Maar sport is sport en het gaat om het bereiken van het doel. In één haal had ik het touw doorgesneden en we zagen hoe Deroovere met toenemende snelheid over de gletsjer gleed om daarna met een akelige schreeuw uit ons gezichtsveld te verdwijnen. Opgewekt trokken we verder. En haalden zowaar de grootste klimmer aller klimmers, Arnon Grunberg in, die ondanks het feit dat zijn sherpa’s onder zuurstofflessen gebukt gingen, al hevig hijgde. Ik gaf hem toch maar de raad naar het basiskamp terug te keren en daar meteen aan een krantenartikel te beginnen. Ik, man van de daad en niet van het woord, moest verder. En alles liep zo voorspoedig dat ik op de top zelf mijn lunch kon gebruiken. De sherpa’s knaagden op gedroogde rat, volgens hen het lichtste en toch energierijkste voedsel in dit bergland.

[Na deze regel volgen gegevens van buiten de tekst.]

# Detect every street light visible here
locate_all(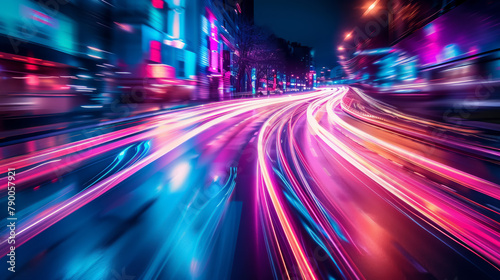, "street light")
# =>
[363,0,379,16]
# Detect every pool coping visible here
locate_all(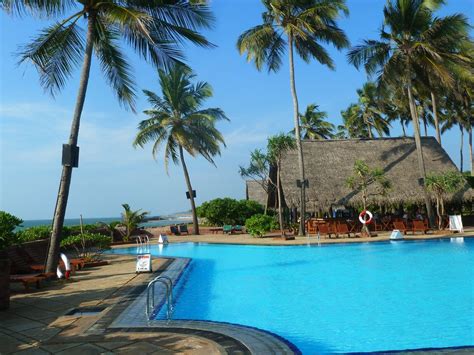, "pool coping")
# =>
[102,243,474,354]
[91,254,301,354]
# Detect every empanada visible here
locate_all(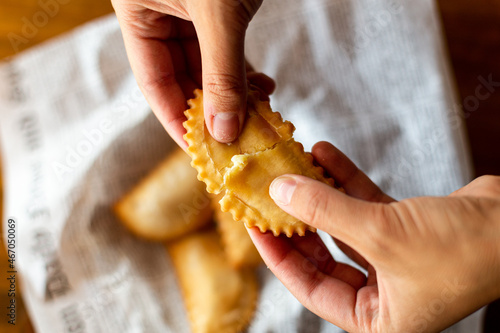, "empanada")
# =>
[184,88,334,237]
[167,231,258,333]
[214,202,262,268]
[114,149,212,241]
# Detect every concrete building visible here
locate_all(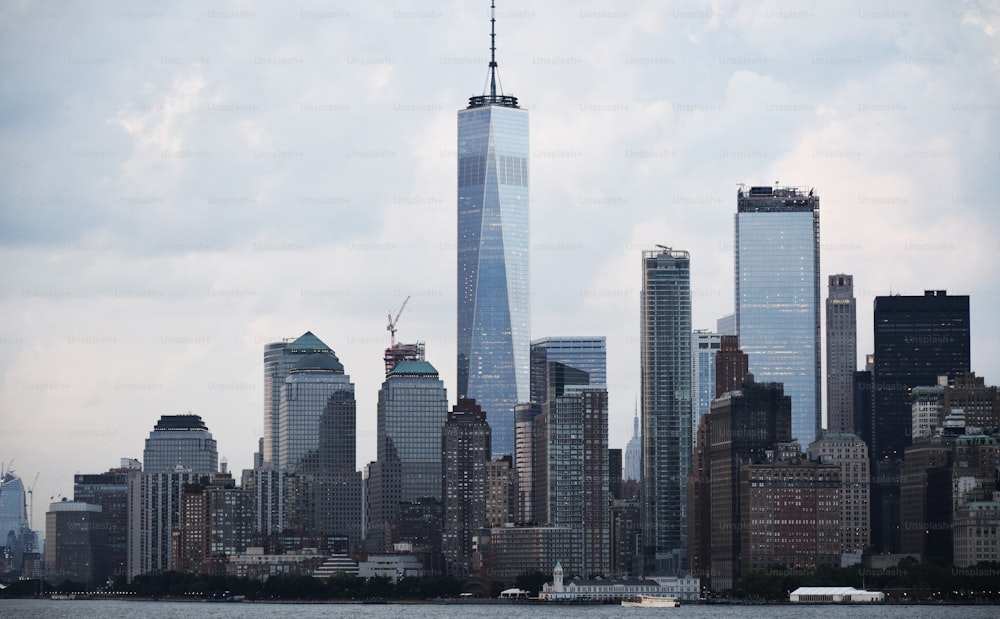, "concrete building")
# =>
[734,186,822,445]
[45,499,111,586]
[736,443,842,576]
[826,273,858,433]
[639,248,693,576]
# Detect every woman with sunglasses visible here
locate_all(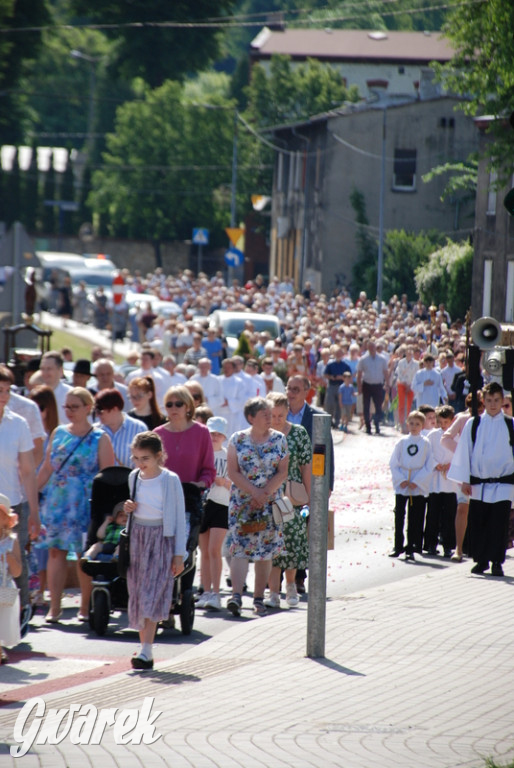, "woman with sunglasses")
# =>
[184,379,207,408]
[154,385,216,589]
[128,376,166,430]
[38,387,114,624]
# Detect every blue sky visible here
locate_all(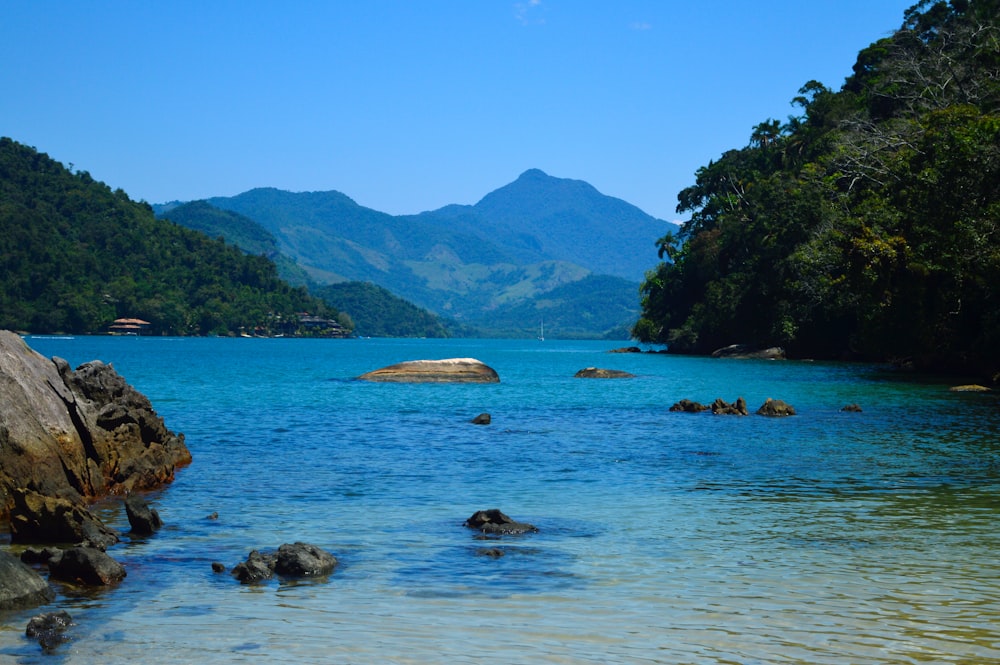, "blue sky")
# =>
[0,0,915,220]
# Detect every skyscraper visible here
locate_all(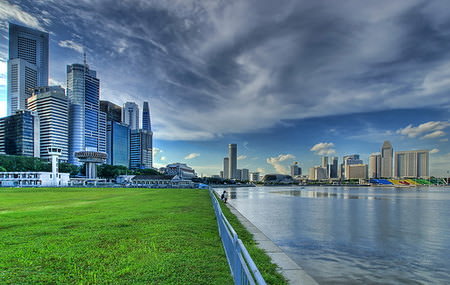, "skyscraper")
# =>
[67,62,101,165]
[223,157,230,179]
[7,23,48,115]
[381,141,394,178]
[228,143,237,179]
[122,102,139,130]
[142,101,152,131]
[27,86,69,161]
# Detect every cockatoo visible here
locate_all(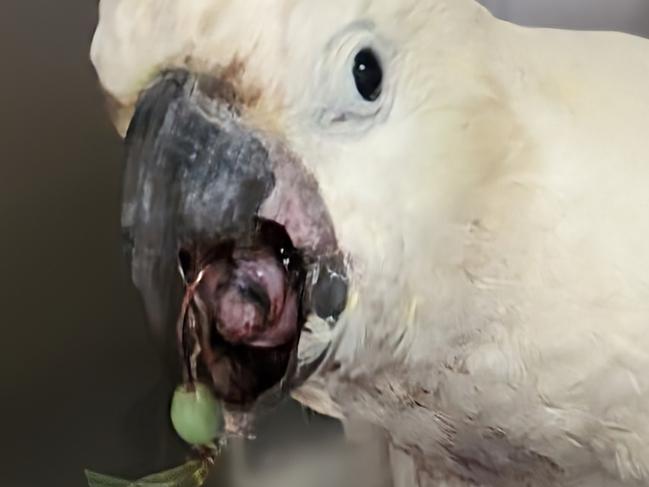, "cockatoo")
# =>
[91,0,649,487]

Ik was intens voldaan en genoot van het prachtige uitzicht over Zwiep en omgeving, maar ik besefte me niet te lang aan dit alles te mogen overgeven als ik het basiskamp nog voor de avond wilde bereiken. We werden trouwens tijdens de afdaling nog even opgehouden door een macabere vondst. Opeens zag ik een arm en een kont uit de sneeuw steken. Omdat mijn zuurstof begon op te raken, meende ik eerst een visioen te hebben – alpinisten kunnen dan namelijk de raarste dingen gaan zien – maar ik zag echt wat er was: een lijk dat ongetwijfeld door de lawine van de vorige week was blootgelegd. Omdat de uitgestoken arm een sterappeltje omvatte, wist ik bijna zeker met de klimmer Maarten ’t Hart van doen te hebben, die al enkele decennia vermist was. Maar voor alle zekerheid sneed ik toch maar een stukje uit zijn bil – nam ik een biopt als het ware – opdat het DNA met dat van Kees ’t Hart vergeleken kon worden.
En na nog een lastige etappe langs turquoise gletsjerspleten – afdalen is altijd lastiger dan klimmen – bereikten we het basiskamp, waar vele klimmers ons juichend opwachtten. Uiteindelijk hadden we een record gevestigd. Jammer dat Bruno Deroovere er niet bij kon zijn. Ik legde evenwel aan de pers uit dat ik hem onmogelijk had kunnen redden en dat het alternatief geweest zou zijn dat we samen in de diepte waren gestort. Deroovere had dit maar al te goed begrepen en me – sportieve kerel dat hij was – gesmeekt om het touw door te snijden, hetgeen ik na een onvoorstelbare gewetensstrijd dan maar gedaan had. ‘Op Deroovere’ riep een klimmer en dus hieven we het glas ‘Boerenjongens’ – een lokale alcoholische drank – op mijn zo tragisch omgekomen vriend. Ik hoef waarschijnlijk niet te melden dat enkele sherpa’s ook het leven lieten – een van hen toen hij mij op de top mijn lunchbag aanreikte – maar dat hoort bij hun vak en is ‘all in the game’.
Denk niet dat ik het bij deze triomf ga laten. Binnenkort ga ik me wagen aan de beklimming van de Barchemse of Kale Berg, de op een na hoogste top van de Achterhoek. Die mag dan wel slechts 46,5 m hoog zijn, met zijn gevreesde ‘Barchem-Noordwand’ vormt hij mogelijk een nog grotere uitdaging.’